It can sometimes be difficult for child actors to shed public conceptions of them as a kid, hindering them from being taken seriously in Hollywood as adults.
But at 30, Dakota Fanning is feeling better than ever about her creative voice and agency.
“At this point in my life, I feel very settled in like who I am and what I want and what I don’t want and what I like and what I don’t like,” she said while promoting her latest film, “The Watchers”.
That’s not to say Fanning didn’t receive critical acclaim almost as soon as her career began.

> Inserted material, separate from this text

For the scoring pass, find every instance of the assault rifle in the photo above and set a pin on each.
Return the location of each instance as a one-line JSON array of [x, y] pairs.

She is, after all, the youngest person to receive a Screen Actors Guild Award nomination — she was 7 at the time — in the show’s nearly 30-year history for her performance in “I Am Sam.”
But in the more than two decades since that 2001 breakout role, Fanning has learned a lot about the nature of the business and how to achieve both success and satisfaction in it, something that inspired her to start a production company with her sister and fellow actor, Elle Fanning. “Being an actor for so long, you are reliant on other people to want you to be in their movie, to pick you, to believe in you,” she said of their decision to launch Lewellen Pictures. “Eventually you’re like, ‘Well, I just kind of want to make that happen for myself.’” Fanning has made a lot happen for herself, including earning a degree from New York University despite working consistently since the age of 5. While in school, she studied the portrayal of women in film — something she says she has always been interested in, especially when it comes to female characters who aren’t necessarily “likable.”